Our finding that not all mosquito DNA could be amplified with AUCOS has been reported previously with FCOS. The age of the specimens prior to extraction has been implicated, with museum and voucher specimens proving particularly difficult to amplify [29, 35]. This might have played a role in our study, as both Saint Kitts and Auburn have warm tropical climates that might lead to rapid desiccation, death, and DNA damage in mosquitoes trapped early in the 24-h trapping periods we used. It is of note that Noureldin et al. [35] used damp cotton pads in their traps and had very high success rates for amplifications with their PCRs using shortened and modified Folmer primers. Differences in DNA extraction methods were suggested to account for FCOS success rates varying from 43 to 85% by other workers [5]. In our study this did not appear to be the problem, as the same DNA extraction method was used throughout.

Overall, there was concordance in the use of morphology and both FCOS and AUCOS molecular methods (Table 3) in identifying mosquitoes from 10 species (Ae. aegypti, Ae. busckii, Ae. tortilis, An. punctipennis, Cx. pipiens, Cx. quinquefasciatus, Deinocerites magnus, Ps. ferox, Ps. howardii, and Ur. sapphirina). There were, however, discrepancies in the species identified by morphology and FCOS and AUCOS, particularly with Culex species (Table 3). This is not unexpected, as previous studies have also found that molecular techniques cannot reliably distinguish between Culex species [29, 42, 43, 55]. Also, morphological differentiation of Culex species is not always easy, even when performed by highly experienced taxonomists working with well-preserved specimens [56]. Our discordant results might, then, represent our inability to correctly identify Culex species based on morphology, or there might be incorrect GenBank entries as has recently been documented for Culiseta species, which are also difficult to differentiate by morphology [5]. Discordant results were also obtained with Psorophora; morphology indicated Ps. pygmaea while AUCOS identified Ps. cingulata.

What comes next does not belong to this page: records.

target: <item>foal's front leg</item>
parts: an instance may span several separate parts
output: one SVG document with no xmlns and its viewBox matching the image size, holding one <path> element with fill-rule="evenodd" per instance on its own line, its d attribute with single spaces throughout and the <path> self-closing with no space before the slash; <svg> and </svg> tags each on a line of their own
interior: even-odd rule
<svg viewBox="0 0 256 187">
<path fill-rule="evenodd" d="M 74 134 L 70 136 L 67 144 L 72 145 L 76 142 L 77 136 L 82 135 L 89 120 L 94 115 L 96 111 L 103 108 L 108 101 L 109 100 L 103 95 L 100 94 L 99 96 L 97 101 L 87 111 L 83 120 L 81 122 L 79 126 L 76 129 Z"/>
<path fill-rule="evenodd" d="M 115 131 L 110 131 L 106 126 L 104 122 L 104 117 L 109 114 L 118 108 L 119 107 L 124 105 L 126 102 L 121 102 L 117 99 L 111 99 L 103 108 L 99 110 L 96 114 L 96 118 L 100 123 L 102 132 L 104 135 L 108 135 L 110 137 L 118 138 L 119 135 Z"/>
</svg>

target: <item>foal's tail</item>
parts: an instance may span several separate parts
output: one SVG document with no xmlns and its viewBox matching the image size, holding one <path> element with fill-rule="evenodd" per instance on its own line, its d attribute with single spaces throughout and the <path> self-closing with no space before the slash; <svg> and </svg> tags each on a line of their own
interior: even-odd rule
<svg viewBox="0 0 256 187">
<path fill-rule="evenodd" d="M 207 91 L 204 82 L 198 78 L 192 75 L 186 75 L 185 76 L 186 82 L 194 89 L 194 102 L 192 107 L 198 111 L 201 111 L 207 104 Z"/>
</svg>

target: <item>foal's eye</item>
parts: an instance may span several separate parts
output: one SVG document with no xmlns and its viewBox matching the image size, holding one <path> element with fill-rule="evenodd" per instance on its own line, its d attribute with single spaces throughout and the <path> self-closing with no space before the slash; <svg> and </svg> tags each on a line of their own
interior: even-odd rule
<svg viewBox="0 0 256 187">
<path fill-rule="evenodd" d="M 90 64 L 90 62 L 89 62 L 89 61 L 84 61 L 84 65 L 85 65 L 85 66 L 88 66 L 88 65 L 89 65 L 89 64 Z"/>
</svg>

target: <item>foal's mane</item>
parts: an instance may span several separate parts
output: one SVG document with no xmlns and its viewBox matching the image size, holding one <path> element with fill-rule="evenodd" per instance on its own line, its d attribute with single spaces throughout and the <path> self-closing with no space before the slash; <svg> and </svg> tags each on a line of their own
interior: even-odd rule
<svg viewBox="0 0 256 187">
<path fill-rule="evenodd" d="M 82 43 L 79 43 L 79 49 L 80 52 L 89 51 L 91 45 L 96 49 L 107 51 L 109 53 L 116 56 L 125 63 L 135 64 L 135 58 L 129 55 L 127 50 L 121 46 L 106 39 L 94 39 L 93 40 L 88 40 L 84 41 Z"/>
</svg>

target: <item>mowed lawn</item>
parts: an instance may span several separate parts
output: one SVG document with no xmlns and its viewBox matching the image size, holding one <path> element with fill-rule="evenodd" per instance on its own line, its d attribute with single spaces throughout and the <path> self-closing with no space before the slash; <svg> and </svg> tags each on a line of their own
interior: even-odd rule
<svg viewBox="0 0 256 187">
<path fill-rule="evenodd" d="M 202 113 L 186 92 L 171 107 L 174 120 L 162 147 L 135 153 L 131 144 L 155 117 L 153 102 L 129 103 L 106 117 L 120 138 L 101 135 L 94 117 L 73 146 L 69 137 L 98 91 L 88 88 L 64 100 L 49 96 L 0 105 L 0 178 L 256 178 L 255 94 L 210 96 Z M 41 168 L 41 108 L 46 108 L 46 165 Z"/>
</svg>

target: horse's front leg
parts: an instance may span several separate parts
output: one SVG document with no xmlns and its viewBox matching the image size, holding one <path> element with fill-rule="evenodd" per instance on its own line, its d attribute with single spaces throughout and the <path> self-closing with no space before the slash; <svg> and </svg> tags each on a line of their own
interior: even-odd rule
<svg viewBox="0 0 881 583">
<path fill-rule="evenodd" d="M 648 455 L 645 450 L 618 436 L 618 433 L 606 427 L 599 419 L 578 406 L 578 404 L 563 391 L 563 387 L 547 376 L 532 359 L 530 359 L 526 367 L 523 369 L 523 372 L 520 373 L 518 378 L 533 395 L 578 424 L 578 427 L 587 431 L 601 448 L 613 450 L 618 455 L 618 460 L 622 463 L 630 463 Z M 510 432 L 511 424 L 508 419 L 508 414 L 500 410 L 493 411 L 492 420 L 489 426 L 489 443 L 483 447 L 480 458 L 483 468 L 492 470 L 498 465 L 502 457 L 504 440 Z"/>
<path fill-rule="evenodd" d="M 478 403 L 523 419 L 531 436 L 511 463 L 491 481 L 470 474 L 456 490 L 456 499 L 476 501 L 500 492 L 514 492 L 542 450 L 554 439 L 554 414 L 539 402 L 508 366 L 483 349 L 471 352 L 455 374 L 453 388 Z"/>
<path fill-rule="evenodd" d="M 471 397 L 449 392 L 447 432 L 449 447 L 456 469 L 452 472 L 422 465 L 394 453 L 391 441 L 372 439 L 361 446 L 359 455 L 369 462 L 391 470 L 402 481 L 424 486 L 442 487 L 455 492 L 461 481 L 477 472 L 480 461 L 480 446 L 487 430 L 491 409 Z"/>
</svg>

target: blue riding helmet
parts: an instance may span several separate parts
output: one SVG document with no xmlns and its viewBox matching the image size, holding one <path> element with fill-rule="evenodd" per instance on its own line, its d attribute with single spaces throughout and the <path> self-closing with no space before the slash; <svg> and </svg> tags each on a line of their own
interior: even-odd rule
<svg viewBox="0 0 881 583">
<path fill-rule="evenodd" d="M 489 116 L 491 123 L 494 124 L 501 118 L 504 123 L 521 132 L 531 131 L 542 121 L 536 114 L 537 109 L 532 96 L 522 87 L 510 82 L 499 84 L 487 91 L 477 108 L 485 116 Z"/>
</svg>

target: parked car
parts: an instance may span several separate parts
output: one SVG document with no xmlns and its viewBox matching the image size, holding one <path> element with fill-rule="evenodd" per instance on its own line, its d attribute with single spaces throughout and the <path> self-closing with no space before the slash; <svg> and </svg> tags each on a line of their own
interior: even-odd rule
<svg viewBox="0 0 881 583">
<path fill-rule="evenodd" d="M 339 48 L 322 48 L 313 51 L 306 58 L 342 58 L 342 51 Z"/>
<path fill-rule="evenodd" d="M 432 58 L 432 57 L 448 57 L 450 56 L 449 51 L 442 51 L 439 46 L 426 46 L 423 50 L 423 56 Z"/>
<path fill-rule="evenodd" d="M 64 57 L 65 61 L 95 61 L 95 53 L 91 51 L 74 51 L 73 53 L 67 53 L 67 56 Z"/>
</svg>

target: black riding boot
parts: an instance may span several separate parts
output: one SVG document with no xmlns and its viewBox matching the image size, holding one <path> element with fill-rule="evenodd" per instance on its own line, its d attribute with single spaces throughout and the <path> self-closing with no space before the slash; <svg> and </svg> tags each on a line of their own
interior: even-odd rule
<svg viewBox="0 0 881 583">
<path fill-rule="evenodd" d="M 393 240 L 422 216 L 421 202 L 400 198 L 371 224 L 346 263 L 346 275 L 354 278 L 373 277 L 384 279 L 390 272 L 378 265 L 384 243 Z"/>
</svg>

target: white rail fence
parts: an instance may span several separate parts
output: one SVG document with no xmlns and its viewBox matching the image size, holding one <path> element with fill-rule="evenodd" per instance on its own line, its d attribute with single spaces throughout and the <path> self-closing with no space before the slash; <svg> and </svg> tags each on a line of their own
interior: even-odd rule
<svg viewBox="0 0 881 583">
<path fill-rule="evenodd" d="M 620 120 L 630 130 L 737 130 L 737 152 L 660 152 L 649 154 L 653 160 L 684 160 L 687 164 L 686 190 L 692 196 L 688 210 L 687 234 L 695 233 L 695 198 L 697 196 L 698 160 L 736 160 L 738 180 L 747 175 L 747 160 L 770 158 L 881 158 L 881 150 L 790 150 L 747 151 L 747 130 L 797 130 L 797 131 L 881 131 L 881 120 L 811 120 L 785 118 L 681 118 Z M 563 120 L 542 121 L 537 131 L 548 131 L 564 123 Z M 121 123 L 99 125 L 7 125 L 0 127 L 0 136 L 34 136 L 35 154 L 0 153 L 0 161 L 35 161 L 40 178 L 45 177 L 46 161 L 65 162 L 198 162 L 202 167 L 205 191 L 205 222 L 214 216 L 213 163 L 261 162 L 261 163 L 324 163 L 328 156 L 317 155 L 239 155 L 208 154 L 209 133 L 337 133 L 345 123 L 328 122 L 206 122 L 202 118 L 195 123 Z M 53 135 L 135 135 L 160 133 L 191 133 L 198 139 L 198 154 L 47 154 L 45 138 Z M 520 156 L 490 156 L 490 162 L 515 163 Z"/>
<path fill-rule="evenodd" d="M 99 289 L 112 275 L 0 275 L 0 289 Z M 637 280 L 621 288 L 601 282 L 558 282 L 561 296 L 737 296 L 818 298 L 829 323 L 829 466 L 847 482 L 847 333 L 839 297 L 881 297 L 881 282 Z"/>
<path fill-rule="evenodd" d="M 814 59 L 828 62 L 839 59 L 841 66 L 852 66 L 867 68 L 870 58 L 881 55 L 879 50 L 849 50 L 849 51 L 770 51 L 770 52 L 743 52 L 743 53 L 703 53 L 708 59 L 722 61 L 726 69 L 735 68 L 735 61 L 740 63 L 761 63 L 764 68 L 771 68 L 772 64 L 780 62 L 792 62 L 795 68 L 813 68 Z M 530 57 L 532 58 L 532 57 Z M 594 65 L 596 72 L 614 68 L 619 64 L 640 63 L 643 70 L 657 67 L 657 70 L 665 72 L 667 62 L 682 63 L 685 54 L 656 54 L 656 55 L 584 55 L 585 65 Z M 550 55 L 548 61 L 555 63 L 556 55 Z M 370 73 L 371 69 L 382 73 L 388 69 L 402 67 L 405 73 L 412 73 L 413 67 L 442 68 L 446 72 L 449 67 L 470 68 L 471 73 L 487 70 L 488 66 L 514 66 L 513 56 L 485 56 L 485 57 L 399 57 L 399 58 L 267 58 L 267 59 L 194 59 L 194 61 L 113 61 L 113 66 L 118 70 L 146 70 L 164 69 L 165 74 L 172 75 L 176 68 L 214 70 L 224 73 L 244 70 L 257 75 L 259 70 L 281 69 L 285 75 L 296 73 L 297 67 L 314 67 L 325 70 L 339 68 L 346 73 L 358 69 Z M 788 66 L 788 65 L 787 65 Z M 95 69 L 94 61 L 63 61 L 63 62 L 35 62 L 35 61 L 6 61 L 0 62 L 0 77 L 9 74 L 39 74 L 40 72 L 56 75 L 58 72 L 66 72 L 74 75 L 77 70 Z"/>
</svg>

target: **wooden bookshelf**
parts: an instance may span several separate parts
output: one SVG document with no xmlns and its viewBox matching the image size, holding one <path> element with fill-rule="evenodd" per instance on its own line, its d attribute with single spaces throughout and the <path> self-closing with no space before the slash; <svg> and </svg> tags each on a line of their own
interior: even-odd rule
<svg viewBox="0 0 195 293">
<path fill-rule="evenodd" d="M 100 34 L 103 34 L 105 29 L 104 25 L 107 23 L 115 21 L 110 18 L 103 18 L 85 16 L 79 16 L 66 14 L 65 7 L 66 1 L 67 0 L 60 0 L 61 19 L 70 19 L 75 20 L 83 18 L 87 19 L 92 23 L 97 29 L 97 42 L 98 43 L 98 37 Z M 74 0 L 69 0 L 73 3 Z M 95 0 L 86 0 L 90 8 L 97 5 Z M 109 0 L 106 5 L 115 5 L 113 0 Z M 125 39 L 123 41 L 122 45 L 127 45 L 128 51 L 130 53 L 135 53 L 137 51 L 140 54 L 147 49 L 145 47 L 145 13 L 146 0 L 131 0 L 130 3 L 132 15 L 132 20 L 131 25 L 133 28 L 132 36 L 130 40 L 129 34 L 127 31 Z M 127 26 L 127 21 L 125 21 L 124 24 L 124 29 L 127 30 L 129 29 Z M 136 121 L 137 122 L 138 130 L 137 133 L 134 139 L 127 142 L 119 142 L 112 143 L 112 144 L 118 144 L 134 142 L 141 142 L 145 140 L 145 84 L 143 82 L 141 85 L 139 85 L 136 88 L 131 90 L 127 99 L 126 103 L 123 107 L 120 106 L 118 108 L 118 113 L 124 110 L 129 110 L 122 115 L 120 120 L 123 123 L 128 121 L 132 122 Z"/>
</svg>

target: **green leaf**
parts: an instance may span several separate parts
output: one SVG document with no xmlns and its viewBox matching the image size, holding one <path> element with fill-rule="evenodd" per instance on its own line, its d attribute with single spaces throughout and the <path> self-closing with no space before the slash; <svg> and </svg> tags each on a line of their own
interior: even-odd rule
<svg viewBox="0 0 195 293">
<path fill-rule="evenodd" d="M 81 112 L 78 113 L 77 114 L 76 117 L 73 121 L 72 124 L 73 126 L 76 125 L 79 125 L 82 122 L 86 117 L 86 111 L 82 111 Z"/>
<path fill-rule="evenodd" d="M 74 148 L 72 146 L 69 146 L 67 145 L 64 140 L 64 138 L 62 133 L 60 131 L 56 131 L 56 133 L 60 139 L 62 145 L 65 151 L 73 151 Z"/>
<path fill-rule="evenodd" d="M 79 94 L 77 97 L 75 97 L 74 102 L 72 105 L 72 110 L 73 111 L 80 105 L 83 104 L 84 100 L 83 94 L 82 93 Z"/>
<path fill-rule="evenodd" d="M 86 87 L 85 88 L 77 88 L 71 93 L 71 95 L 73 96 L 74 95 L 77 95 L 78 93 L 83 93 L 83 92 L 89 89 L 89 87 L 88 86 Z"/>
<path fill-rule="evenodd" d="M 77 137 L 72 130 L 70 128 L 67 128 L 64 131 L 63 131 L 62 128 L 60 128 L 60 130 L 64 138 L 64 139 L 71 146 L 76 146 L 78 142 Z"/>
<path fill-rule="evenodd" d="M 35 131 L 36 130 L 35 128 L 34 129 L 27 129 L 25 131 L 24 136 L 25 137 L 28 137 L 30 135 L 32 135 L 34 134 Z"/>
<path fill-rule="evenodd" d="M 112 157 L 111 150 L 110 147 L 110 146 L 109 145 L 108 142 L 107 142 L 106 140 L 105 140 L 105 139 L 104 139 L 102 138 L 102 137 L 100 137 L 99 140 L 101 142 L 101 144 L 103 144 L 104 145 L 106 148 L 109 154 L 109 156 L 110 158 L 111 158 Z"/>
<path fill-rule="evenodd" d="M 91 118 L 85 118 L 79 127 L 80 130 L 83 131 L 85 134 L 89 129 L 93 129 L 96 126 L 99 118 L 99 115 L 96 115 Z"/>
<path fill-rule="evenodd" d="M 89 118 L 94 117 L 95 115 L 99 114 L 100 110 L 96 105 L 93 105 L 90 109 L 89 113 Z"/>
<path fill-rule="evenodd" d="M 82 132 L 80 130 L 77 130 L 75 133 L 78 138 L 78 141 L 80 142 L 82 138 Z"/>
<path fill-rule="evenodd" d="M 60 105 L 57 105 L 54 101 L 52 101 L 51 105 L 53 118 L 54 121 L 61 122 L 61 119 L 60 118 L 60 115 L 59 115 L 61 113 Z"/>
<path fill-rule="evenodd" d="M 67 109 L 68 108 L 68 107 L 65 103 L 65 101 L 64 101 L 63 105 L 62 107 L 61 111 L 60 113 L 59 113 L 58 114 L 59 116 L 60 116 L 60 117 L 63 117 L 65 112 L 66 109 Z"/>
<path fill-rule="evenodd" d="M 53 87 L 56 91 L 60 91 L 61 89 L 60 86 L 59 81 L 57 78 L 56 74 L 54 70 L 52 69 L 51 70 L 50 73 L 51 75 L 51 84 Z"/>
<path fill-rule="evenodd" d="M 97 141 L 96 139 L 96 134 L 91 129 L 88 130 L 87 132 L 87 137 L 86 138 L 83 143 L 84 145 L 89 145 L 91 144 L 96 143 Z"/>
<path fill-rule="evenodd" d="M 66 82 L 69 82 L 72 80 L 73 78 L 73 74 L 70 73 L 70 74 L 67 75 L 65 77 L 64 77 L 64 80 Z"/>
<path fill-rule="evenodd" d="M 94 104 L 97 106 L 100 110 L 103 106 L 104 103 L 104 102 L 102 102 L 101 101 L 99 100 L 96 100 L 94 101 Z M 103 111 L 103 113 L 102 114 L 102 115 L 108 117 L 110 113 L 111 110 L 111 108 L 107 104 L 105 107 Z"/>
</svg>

This discrepancy might have arisen because these species have only subtle differences in morphology, or perhaps observations were biased by the fact that only Ps. pygmaea has been recorded on Saint Kitts [38, 44, 45]. Further studies are underway in our laboratories to determine whether in fact both species are present on Saint Kitts.

Mosquitoes are very frail insects and thus frequently damaged in the traps that are used for surveillance studies. This greatly limits the data emanating from studies, as even minor damage can make morphological identification of the species difficult or impossible. Recent reports have shown that as many as 20% of captured mosquitoes might be damaged and 5% damaged so severely as to be unidentifiable [49, 57]. Our AUCOS proved to be very effective in determining the species of damaged mosquitoes where morphological criteria only enabled identification to the genus level, or where damage was so severe that even genus identification was not possible and they could only be recognized as mosquitoes.

Conclusions

In summary, our studies have shown that AUCOS has distinct advantages over FCOS in identifying mosquitoes, in particular those species found in the Caribbean and southeastern USA where our study was conducted. By designing the AUCOS primers to more closely match the sequences of mosquito species reported in GenBank, the system provided a more sensitive method for producing high-quality COI sequences of medically important and other species of mosquitoes. The use of AUCOS would appear to be particularly valuable when attempts are made to identify specimens damaged during trapping, a common occurrence. As AUCOS and FCOS amplify the same variable region of the COI, the large amount of existing data on GenBank can be used to identify mosquito species with sequences produced by either PCR.